Growth in the euro area came in a little bit stronger in the third quarter as growth is up 1.1% compared to 0.6% in the second quarter and 2.3% in the first quarter. These are annualized quarter-to-quarter results. Ranked on growth rate data back to 1997, the EMU 1.4% GDP growth rate has a 41.3 percentile standing which puts it below its median growth rate for this period.
Among the countries in the table that includes 16 European countries, Japan, as well as the European Monetary Union aggregate, only 6 countries have growth rates above their medians in 2025-Q3. One of them, Denmark, is not a monetary union member; it has a standing in its 90.2 percentile. Ireland has a rank standing in its 83.7 percentile. Portugal has a growth standing in its 66.3 percentile. Greece's growth rate is in its 60.9 percentile. Cyprus’ standing is in its 57.6 percentile. The median growth rate among reporting members has year-over-year growth at 2.0% and that's a 41.3 percentile standing.
Quarterly growth in the third quarter decelerates in four of the reporting monetary union countries. This is down from 9 decelerations in the second quarter. Growth also decelerates in the third quarter in six countries when measured on a year-over-year basis. Monetary union growth decelerates year-over-year as well.
There's not a particular pattern to the median growth rate, which was at 2.2% on the fourth quarter of 2024, slipped to 1.7% in 2025-Q1 and then to 1.6% in in 2025-Q2, and it has picked up to a 2% pace in the third quarter of 2025. The monetary union overall growth rate which is weighted for the size of the underlying economies, shows 1.3% growth in the fourth quarter of 2024, stepping up to 1.6% in the first quarter, remaining at 1.6% in the second quarter, and then slipping slightly to 1.4% in the third quarter of 2025.
Growth is favored in the smaller economies in the European Monetary Union as the four largest economies have a year-on-year growth rate that is below the growth rate for the rest of the European Monetary Union in each of the last four quarters. The year-over-year growth rate for the third quarter shows the largest four EMU economies are growing at a 0.9% year-over-year pace compared with 2.7% pace for the rest of the monetary union. This strength is also reflected in the growth standings with the four largest economies having a growth rate standing at their 37th percentile, compared to a 57.6 percentile for the rest of the monetary union.

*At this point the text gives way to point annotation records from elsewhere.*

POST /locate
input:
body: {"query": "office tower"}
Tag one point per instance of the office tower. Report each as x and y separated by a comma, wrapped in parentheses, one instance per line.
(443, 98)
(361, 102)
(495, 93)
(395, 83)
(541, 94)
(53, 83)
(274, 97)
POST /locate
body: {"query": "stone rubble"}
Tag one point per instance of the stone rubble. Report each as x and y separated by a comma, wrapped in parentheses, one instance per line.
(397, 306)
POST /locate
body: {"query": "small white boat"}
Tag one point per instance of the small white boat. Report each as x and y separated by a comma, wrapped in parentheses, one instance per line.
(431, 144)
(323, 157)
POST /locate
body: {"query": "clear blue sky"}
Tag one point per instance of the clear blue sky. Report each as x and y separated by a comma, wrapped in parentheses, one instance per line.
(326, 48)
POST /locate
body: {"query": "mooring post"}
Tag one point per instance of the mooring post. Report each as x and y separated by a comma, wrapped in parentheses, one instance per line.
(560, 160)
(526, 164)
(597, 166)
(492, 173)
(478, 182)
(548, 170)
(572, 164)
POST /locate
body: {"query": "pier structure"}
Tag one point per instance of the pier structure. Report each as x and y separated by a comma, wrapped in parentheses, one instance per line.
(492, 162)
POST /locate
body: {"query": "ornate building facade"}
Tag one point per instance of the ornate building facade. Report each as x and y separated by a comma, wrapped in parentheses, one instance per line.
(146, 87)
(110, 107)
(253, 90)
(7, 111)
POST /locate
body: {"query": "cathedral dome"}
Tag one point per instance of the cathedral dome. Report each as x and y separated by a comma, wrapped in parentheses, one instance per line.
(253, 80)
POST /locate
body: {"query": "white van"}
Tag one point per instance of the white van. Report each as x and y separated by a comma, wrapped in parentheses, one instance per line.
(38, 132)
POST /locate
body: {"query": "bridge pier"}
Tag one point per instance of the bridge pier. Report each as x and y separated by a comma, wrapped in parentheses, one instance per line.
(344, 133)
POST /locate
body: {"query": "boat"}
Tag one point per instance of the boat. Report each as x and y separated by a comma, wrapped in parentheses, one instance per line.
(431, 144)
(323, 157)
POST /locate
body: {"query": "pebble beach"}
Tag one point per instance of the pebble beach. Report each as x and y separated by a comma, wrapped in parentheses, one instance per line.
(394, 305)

We have no comparison for the United States right now because U.S. GDP has been delayed by the U.S. shutdown dynamics. But both Japan and Switzerland are logging relatively weak growth rates in the third quarter of 2025, with Japan at 1.1% year-over-year and Switzerland at 0.5%. Japan's growth rate is still a 50th percentile ranking while Switzerland's growth rate is a 13.6 percentile ranking against its historic results.
The growth rate for the monetary union is revised lightly higher than it was; still, it shows growth slowing quarter-to-quarter on an annualized basis. Only three of the monetary union reporting countries in the third quarter show quarterly growth actually falling; German growth is dead flat at zero. The overall monetary union growth rate is still quite moderate on a quarterly as well as annual basis. However, growth is still in train; inflation remains moderate. Growth in the monetary union is generally supported more by the smaller countries than by the large countries.